Enquanto isso, a porcentagem dos jovens brasileiros que conciliam o trabalho e os estudos gira em torno de 27%. Dado interessante quando pensamos nas dificuldades encontradas pelos jovens em conciliar os estudos com o trabalho, levando-os, muitas vezes, a repetir de ano ou evadir da escola. A condição de não trabalhar e não estudar é muito mais frequente na faixa entre 15 e 17 anos, especialmente entre os mais pobres e entre adolescentes meninas. De acordo com a PNAD (2008), após os 18 anos, inúmeras são as responsabilidades que os jovens adquirem e mesmo com atraso escolar, eles encontram‐se pressionados a entrar no mercado de trabalho, tanto pelas recém adquiridas responsabilidades familiares, quanto pelo desejo de se realizar socialmente, exercitando o consumo – e necessitando trabalhar para isso (IBGE, 2009).

Quando investigamos os dados relativos à desigualdade racial, percebemos que ocorreram tímidos avanços, como o número de negros frequentando o ensino médio, que, em 2008, é três vezes maior que em 1998. Porém, no ensino superior, a frequência líquida ainda é cerca de três vezes maior entre os brancos. De qualquer forma, esse número também vem diminuindo ao longo dos anos: em 1998, a frequência líquida no ensino superior era ainda maior para os brancos – cerca de cinco vezes, se comparado

com a juventude negra. Quanto ao analfabetismo, o número de jovens negros analfabetos é duas vezes maior que o número de brancos. Essa distância também vem diminuindo consideravelmente em dez anos: em 1998, o número de negros analfabetos era quase três vezes maior que o de brancos (IBGE, 2009).

A PNAD investiga também outras variáveis, como a frequência escolar, a ocupação ou não no mercado de trabalho, a procura pelo primeiro emprego e se o jovem realiza ou não afazeres domésticos (IBGE, 2009). É com base nessas informações que se combinam diversas condições para verificar o perfil das atividades desenvolvidas pela juventude. Entre 1998 e 2008, mudanças significativas são apontadas no estudo, como a redução do analfabetismo, o aumento da presença dos jovens no ensino fundamental e médio e, posteriormente, no ensino superior.

Ainda assim, permanece a situação de desigualdades sociais e regionais. Por exemplo, no nordeste, apenas 8,2% dos jovens de 18 a 24 anos frequentam escola; já no sul, o percentual é mais que o dobro: 19,0%. Especificamente sobre o RN, o percentual de jovens entre 18 e 24 anos que só estuda é de 27,6%; que estuda e trabalha, 20%; que só trabalha, 28%; que não realiza nenhuma atividade, 7,6%; e que realiza atividades domésticas, 16,8%.

Os desafios estão postos e, apesar da falta de consenso e, muitas vezes, clareza acerca de quem é a juventude brasileira, aos poucos é possível perceber avanços e melhorias em algumas esferas.

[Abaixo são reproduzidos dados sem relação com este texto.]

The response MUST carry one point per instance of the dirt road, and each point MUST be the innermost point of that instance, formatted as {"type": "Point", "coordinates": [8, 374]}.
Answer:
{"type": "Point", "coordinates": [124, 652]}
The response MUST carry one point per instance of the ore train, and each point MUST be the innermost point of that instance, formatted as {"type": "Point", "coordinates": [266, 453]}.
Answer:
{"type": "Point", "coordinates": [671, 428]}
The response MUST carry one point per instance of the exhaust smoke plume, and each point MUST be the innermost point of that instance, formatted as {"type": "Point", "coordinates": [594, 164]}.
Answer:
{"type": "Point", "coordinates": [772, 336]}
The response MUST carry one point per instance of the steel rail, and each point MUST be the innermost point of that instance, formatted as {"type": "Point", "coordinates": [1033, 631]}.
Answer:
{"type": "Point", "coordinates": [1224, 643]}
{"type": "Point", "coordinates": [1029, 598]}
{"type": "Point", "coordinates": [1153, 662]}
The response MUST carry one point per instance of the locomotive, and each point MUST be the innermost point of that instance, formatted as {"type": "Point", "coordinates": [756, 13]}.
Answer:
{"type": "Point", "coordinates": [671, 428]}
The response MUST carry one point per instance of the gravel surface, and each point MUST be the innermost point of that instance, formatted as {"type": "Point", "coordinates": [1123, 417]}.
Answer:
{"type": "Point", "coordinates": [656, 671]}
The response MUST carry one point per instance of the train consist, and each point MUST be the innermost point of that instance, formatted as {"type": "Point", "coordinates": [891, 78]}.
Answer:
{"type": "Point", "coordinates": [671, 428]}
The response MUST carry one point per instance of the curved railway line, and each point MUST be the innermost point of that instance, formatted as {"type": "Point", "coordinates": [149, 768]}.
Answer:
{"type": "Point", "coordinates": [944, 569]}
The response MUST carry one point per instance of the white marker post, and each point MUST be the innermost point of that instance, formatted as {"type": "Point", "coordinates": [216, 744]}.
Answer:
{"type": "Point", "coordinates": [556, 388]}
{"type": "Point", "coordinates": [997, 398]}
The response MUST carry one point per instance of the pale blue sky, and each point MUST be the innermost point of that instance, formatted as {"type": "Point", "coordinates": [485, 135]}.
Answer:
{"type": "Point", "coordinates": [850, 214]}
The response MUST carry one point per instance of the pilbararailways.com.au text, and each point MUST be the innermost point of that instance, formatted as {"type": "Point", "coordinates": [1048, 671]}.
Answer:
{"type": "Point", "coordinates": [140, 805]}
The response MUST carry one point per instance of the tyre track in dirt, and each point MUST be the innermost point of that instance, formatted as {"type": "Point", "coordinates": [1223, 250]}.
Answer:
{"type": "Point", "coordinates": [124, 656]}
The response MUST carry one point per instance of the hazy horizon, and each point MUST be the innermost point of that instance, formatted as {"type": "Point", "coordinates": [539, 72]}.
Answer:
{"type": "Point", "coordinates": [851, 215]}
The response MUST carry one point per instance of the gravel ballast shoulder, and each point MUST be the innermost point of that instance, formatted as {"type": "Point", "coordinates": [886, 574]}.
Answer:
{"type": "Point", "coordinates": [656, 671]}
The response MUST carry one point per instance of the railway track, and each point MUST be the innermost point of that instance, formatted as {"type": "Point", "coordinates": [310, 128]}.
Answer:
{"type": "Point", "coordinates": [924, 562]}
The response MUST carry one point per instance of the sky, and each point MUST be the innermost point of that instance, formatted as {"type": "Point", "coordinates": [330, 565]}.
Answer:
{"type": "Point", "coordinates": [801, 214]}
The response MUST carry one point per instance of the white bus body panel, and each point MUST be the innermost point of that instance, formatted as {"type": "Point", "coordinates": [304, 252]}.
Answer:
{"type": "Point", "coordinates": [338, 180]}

São avanços incipientes que demonstram que é possível melhorar a qualidade da educação, combater a evasão e promover maior equidade entre gêneros e etnias. Esse processo é lento e envolve uma série de determinantes que, em última instância, são limitadores de maiores mudanças e transformações na sociedade. As características do MPC e as condições que possibilitam a reprodução desse sistema são irreversíveis e irreformáveis. Como nos disse Mészáros (2008), seria necessário

pensar um projeto educacional para além do capital para que tivéssemos, de fato, a possibilidade de pensarmos outro projeto de sociedade, mais igual e assegurador de direitos para todos.